Your fire adjuster can help you navigate a claim on your rental unit.
When you bought your rental home, you envisioned your tenants' rent paying for the mortgage and the occasional repair. Someday in the future, you would sell the home and reap the profits. Your plans did not involve a fire, yet that's what happened. Now you must work with an insurance adjuster to sort through the wreckage and reach a settlement agreement. While landlord insurance is a type of homeowner's insurance, and therefore the claims process will be similar to a claim on your own home, there are certain issues you must consider when adjusting damage on a rental unit.
Instructions
1. Prepare a list of your items in the rental unit that were damaged. Typically the list will not be long, since most of the contents will belong to your tenants.
2. Prepare documents demonstrating the typical rent you receive from the unit on a monthly basis. If your insurance policy covers lost rents, you will be reimbursed your lost revenue during repairs.

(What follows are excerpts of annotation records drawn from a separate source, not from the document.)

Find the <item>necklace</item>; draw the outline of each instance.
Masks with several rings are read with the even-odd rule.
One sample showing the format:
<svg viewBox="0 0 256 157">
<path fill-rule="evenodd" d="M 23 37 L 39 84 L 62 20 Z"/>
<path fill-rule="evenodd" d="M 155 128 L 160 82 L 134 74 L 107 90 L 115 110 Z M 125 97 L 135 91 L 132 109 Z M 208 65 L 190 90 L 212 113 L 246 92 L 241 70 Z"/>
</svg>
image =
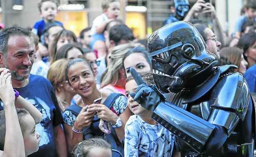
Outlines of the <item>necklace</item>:
<svg viewBox="0 0 256 157">
<path fill-rule="evenodd" d="M 65 106 L 62 104 L 62 102 L 65 104 L 66 105 L 70 106 L 70 104 L 69 104 L 67 102 L 65 102 L 62 99 L 61 99 L 59 97 L 57 96 L 56 96 L 56 97 L 57 97 L 57 99 L 58 99 L 58 100 L 59 100 L 59 102 L 60 102 L 60 105 L 62 106 L 62 108 L 63 109 L 63 110 L 65 109 Z"/>
<path fill-rule="evenodd" d="M 102 92 L 101 92 L 101 97 L 102 98 Z M 85 106 L 85 103 L 84 103 L 84 101 L 82 101 L 82 97 L 81 98 L 81 100 L 82 100 L 82 104 L 84 106 Z"/>
</svg>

3. Provide these lists to the adjuster.
4. Accompany the adjuster to the damaged building. He will examine the building's structural integrity and determine the extent of the damage. Meanwhile, you should photograph the damage.
5. Speak to your adjuster kindly and with respect. She did not cause the fire, and communicating rudely will not help the process.
6. Provide the adjuster information as requested.
7. Record all communications with the adjuster. This means saving all emails and written correspondence, and creating a diary of all verbal communications with dates and times.
8. Contact the adjuster's supervisor, or your state's Department of Insurance, if you feel the adjuster is not cooperating with you, or if you require further assistance.